I heard your feet on the stairs.

LAST WEEK

"Hello. This is Linda. I'm sorry I'm not home to take your call right now..."

You did not return my messages. I tried staggering my calling times, hoping to slip through your screening, but the results were always the same.

 

YESTERDAY

I called in sick just so I could take my best shot at approaching you on your lunch break.
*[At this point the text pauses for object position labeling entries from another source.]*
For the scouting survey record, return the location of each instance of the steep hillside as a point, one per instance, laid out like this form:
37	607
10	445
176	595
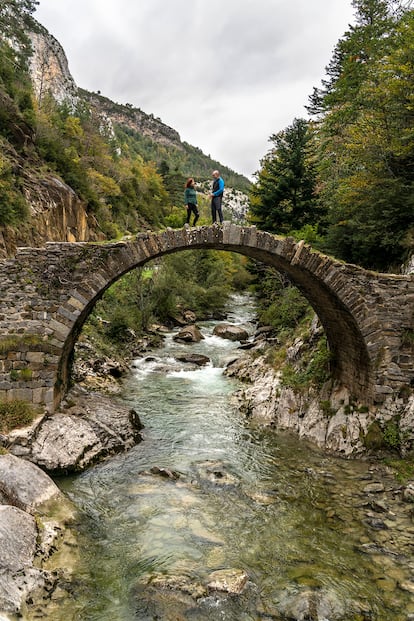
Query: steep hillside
75	166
You'd be leaving your office at the Senior Center about noon and heading for the delicatessen on Mission Street. The first twenty seconds would be critical, a thought which spurred me through endless rehashings of my opening words, contemplated in various cadences and tones.

I arrived early and spent most of the time leaning on a lamppost, feeling like a sociopathic stalker. By 12:30 I was still waiting, and I wondered if you might have used a different exit, or if possibly you had not come to work at all. Then you appeared. You walked slowly down the long central stairway, wearing a pair of loose brown pants, which reminded me that this was the day you lead painting classes.

You spotted me with a terse, shallow breath of recognition, your eyes quickly darting about as if sizing up routes of escape. But you, too, apparently had words ready for such an encounter. "Allen, please. I don't want to do this. I'm not judging you. Let's just let it be."

"Can we talk for a few minutes? After that, if that's what you want, I'll never contact you again."

"I'd rather we didn't."

You sped up.

I kept pace. A man walking in the other direction craned to observe us.

"Linda, please. You're making me feel like a pervert. We don't have to do it like this."

"We don't have to do it at all."

"Can't you just listen?"

"If you don't get away from me I'll scream."

You walked even faster, and this time I simply stopped and watched you depart. One of the electric Mission Street busses whined past, its destination sign scrolled to the wrong terminal. I stopped at a phone booth, called work, and said that I'd be coming in after all.

 

TONIGHT

In concluding this chronology, I am also ending my attempts to contact you. Any further communication will be your prerogative, and your choice not to exercise it will be absolutely honored.

My hope is that in presenting these events as they occurred, and as I perceived them, they will stand for whatever they were, and not as anything larger or more frightening. Oh hell, these days perhaps there's a case to be made for splitting at the first sign of weirdness. But if I've learned anything through my umpteen monogamies, it's been to hang in when instinct tells that something special may be possible. We barely got to know one another, but I had that instinct. So lucky you.

Is my optimism that this letter could change anything deluded? Possibly so. But in writing this I've come to realize that part of my agenda has been to further sort out this aspect of myself I thought I had long come to terms with. In that regard this narrative has helped, at least as much as I could expect it to. This may be exactly the wrong thing to tell you, especially if I hope to hear from you again, but I want to be entirely honest: this quirk, this oddity, this psychic crick is still very much with me. I can't even tell you that I wish otherwise. It still brings comfort. I think of it as a friend.

And you are a friend, too, gentle Linda.

Whatever you decide, I wish you well.

 

3/24/65

A twelve-year-old boy walks along an embankment of railroad tracks. A determinist would say that he is already on his way toward you, that your meeting, convergence, and eventual separation are already etched into the clockwork of things.

But at the moment he is not concerned with that. At the moment he is in a panic; he has become convinced that something at his core is so off the known scale of transgression that it offends the very universe. He doesn't know about your childhood hell, or that one day you and he will come together and briefly feel less alone. He only knows the trains bring comfort. He reads the passing names, and sometimes they form on his lips: Santa Fe. Santa Fe. Santa Fe.